Her prose, when reflecting Neve's inner thoughts, is lucid and beautiful. Contrasted with Edwyn's brutal, circular rants, her mother's self-indulgent monologues and memories of her father's narcissism. It's an uncomfortable place to be, mostly passive and voiceless in the face of all this noise.

The timeline jumps, adding to the circularity and lack of progress, convincing the reader there is no escape, no emotional terminal. Riley's work veers close to fictionalised memoir or at least is drawn to personal themes.

It's precise, bleak and demonstrates the writer's skill at evoking the imaginary but no less restrictive bars of a cage. In one exchange, a character explains that the expression “I fell in love at first sight” translates in Russian as “I fell down”.
At the end of this book, there's a sense of "I fell in and will never get out."

You’ll enjoy this if you liked: The Sky is Changing by Zoe Jenny, String Bridge by Jessica Bell, Cold Water/Sick Notes by Gwendoline Riley

Avoid if you don’t like: Introspection, repetitive behavioural patterns, langour

Ideal accompaniments: A pot of camomile tea, a tin of toffees and Don't Speak by No Doubt

Genre: Literary fiction
 


Available on Amazon

Wednesday, 17 May 2017

The Sport of Kings by CE Morgan


ReviewerJJ Marsh

What we thought:

An almighty rippling beast of a book which spans centuries of American history, taking in its stride such subjects as eugenics, slavery, sexual politics, lineage and morality.

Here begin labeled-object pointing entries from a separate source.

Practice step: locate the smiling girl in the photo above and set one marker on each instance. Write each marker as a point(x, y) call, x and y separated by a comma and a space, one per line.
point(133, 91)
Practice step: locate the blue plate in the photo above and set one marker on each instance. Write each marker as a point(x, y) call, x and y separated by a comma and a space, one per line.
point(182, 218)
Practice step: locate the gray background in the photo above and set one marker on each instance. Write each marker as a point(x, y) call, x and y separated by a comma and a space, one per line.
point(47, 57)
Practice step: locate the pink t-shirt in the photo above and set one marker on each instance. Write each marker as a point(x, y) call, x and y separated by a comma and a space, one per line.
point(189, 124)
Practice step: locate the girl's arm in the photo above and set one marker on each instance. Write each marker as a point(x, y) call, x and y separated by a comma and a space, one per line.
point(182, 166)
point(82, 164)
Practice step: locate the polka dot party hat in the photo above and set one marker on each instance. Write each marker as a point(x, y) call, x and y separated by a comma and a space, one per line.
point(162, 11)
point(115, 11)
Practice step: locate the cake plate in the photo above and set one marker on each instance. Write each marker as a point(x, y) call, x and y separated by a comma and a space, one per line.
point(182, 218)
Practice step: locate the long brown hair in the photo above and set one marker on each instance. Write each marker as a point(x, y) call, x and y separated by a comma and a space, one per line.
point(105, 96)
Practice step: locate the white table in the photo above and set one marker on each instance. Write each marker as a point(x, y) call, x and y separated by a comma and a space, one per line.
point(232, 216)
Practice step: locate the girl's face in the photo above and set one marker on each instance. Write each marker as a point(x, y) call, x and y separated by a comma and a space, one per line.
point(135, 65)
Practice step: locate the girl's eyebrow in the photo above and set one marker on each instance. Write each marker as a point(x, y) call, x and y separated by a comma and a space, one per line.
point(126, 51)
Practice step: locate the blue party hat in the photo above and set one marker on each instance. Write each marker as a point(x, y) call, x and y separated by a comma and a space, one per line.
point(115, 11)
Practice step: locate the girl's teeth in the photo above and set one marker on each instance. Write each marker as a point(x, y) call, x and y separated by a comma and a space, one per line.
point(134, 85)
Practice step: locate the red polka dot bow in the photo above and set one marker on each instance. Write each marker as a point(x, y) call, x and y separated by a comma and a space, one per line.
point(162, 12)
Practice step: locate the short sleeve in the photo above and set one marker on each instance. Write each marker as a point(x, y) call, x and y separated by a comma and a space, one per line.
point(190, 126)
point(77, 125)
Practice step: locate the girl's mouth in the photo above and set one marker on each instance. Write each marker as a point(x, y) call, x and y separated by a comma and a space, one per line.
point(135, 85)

Set in the state of Kentucky, the book traces the fortunes of the Forge family starting with young Henry, growing up on his father's tobacco farm. With glances back at his ancestors who settled on this land and claimed it as their own, Henry makes up his mind to forge his own path and turn the land to breeding racehorses.

The novel progresses in a relatively conventional sense to the next generation and Henrietta, who is groomed by her father to continue the family business. One day, while interviewing potential farmhands, she encounters Allmon Shaughnessy, son of a black mother and white father, who claims he's good with horses.

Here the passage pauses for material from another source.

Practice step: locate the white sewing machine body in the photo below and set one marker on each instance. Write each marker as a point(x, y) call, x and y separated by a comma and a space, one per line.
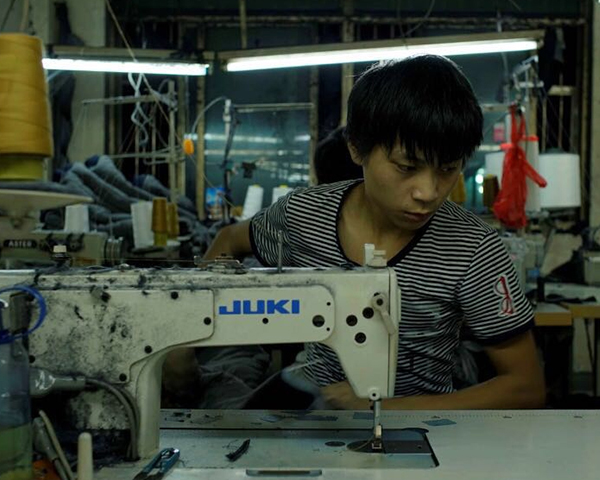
point(118, 325)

This is where the book loops away from the typical saga and flips back to follow the misfortunes of Allmon's upbringing. An absentee father, a sick mother who cannot afford healthcare and a lack of choices lead Allmon from the wrong side of the tracks to the wrong side of the law.

Morgan embraces the unpredictable in her storytelling, using flashbacks, excerpts, playscripts, speeches and rewritten parables to reinforce her themes. The juxtaposition of theory beside the brutal realities described in her prose jar the reader into an uncomfortable awareness. Her language is exceptional when she gives herself free rein to encompass the geography and natural wonders of the Bluegrass State, but also when evoking the smallest detail of equine or human.

It's not an easy read, often harrowing and dark, disturbing and shocking, leavened with excitement and suspense of the races and some wonderfully entertaining characters; a jockey, a preacher, a chain-smoking neighbour. It's also huge not only in number of pages but scope. That said, it's a book that will stay with you a long, long time and very likely lure you back again.

You’ll enjoy this if you liked: Underworld by Don de Lillo, Lord of Misrule by Jaimy Gordon, The Lacuna by Barbara Kingsolver.

Avoid if you don’t like: Stories of extreme suffering by humans and animals, long descriptive passages, unconventional structures.

Ideal accompaniments: Derby pie and a mint julep. And a shot of bourbon after the river crossing.